MARY. Don't blame me then, father, if I showed I was your daughter.

OLLIVANT. Let's forget my feeling; but naturally I was set back.

MARY. Because you didn't take my going seriously until I was actually leaving.

OLLIVANT. I couldn't get it into my head then, and I can't now, how any girl would want to leave a home like this, where you have everything. You don't know how lucky you are—or maybe you have realized it. Look about you and see what other girls have. Is it like this? Trees, flowers, and a lake view that's the best in the county. Why, one can breathe here and even taste the air.
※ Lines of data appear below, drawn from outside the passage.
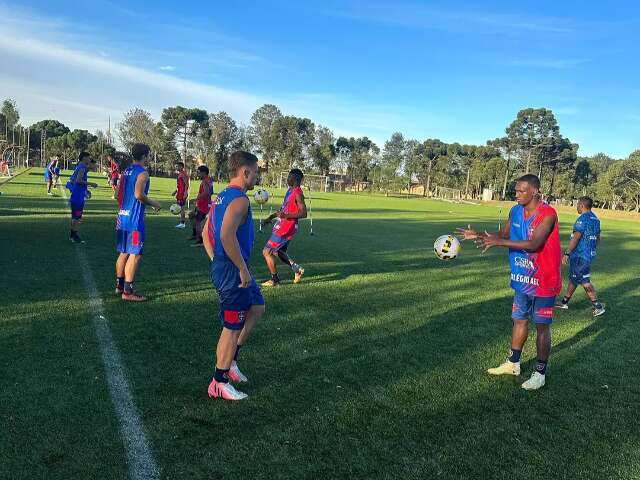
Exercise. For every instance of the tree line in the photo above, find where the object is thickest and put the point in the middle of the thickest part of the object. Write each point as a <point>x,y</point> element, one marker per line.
<point>532,143</point>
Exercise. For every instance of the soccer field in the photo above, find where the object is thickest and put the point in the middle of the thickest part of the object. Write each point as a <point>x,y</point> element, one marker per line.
<point>372,368</point>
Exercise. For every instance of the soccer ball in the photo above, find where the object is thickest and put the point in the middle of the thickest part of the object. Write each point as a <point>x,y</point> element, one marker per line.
<point>261,196</point>
<point>446,247</point>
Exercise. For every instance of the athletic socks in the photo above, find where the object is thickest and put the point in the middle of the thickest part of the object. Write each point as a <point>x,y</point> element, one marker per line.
<point>221,375</point>
<point>541,367</point>
<point>514,355</point>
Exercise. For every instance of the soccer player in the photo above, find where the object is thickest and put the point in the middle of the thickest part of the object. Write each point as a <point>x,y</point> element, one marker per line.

Every time I come back from a business trip it makes a new man of me. Ask your mother. Eh, Emily? When I sit out there on the porch in the cool evenings it makes me feel at ease with the world to know that the place is mine and that I've raised a family and can take care of them all. Ben had to go, I suppose—it's the way with sons; but I thought you, at least, would stay here, daughter, in this old house where you were born, where I was born, where all your early associations——

MARY. [Shuddering.] I hate associations.

OLLIVANT. [Eying her.] Well, I'd like to know where you get that from. Not from your mother and me. We like them, don't we, Emily? Why, your mother's hardly ever even left here—but you had to up and get out.

MARY. Yes. That's right, father; I had to.

OLLIVANT. [He stops smoking and looks at her sharply.] Had to? Who made you?

MARY. [Reluctantly.] It was something inside me.

OLLIVANT. [In spite of himself.] Tush—that foolishness.